Conciliation: two heirs
Conciliation: two heirs
"I was served with a summons to appear at a conciliation hearing, following a request from my neighbour for a neighbourhood problem concerning the house that belonged to my late husband and of which my two adult children and I are the sole heirs. Shouldn't my neighbour also have taken my children to court? If so, when can I take action?
Catherine, Versoix
When a married person dies, the spouses' matrimonial property regime is dissolved. In other words, the spouses' property is divided up according to the rules of the matrimonial property regime to which they were subject. The deceased spouse's share becomes part of his or her estate. At the time of your husband's death, you and your children automatically acquire the entire estate, in varying proportions depending on whether or not your husband had drawn up a will. Until the estate is divided, you and your children form a community of heirs, which has no legal personality. You jointly own and dispose of the property forming part of the estate. This means that, with a few exceptions, you must act and be sued jointly for the assets making up the estate.
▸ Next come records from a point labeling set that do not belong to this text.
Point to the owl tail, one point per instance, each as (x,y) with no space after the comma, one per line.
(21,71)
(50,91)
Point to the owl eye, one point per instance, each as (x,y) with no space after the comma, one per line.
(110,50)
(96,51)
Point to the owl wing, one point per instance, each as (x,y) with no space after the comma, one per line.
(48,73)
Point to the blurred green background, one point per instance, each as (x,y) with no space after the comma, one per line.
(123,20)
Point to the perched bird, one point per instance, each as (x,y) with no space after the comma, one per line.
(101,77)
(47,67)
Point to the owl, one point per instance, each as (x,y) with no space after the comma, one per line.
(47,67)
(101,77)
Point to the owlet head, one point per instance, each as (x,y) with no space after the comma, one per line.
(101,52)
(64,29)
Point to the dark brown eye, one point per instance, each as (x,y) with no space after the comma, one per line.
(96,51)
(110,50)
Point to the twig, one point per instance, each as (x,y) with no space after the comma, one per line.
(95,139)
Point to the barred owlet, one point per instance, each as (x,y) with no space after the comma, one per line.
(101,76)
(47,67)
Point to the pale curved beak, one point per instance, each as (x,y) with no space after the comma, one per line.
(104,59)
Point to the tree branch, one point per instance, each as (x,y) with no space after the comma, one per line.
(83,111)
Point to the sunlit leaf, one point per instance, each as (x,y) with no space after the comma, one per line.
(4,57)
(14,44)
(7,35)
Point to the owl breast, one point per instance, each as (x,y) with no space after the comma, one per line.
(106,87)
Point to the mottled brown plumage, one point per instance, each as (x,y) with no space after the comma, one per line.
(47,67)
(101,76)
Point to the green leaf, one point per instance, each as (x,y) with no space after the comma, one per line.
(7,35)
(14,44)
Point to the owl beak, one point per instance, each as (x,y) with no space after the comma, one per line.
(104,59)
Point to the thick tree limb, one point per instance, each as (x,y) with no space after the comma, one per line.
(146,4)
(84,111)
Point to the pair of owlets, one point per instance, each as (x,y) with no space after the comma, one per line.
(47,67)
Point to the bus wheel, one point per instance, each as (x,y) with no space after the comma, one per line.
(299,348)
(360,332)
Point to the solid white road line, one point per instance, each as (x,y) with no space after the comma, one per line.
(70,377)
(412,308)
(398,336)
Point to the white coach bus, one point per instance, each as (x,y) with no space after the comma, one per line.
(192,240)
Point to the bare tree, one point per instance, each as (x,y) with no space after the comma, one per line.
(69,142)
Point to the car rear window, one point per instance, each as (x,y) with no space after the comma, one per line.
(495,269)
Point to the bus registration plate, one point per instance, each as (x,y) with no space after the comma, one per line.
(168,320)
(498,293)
Summonses to appear must therefore be addressed to each of you, unless a joint representative has been appointed. Your neighbour's claim therefore had to be made jointly against you and your children. This irregularity means that her claim is inadmissible.
You should already raise this argument at the conciliation hearing, to avoid a ruling on the substance of the dispute being made by the conciliation authority, if it is empowered to do so, without taking account of this ground of inadmissibility. If this is not the case and your neighbour receives authorisation to bring the case, despite this irregularity, she may lodge an application with the Court of First Instance. You will then be given a deadline by which to respond. It is at this point that you will have to raise the ground of inadmissibility. It should be noted that you will have the option of asking the judge to limit the proceedings initially to the question of admissibility, but it is better to include this request in the response so as not to risk letting the time limit you have been given run out.
In short, you must raise the ground of inadmissibility at the conciliation hearing and if, despite this, your neighbour is granted leave to introduce, you will have to raise this ground in your reply brief to be sent to the Tribunal.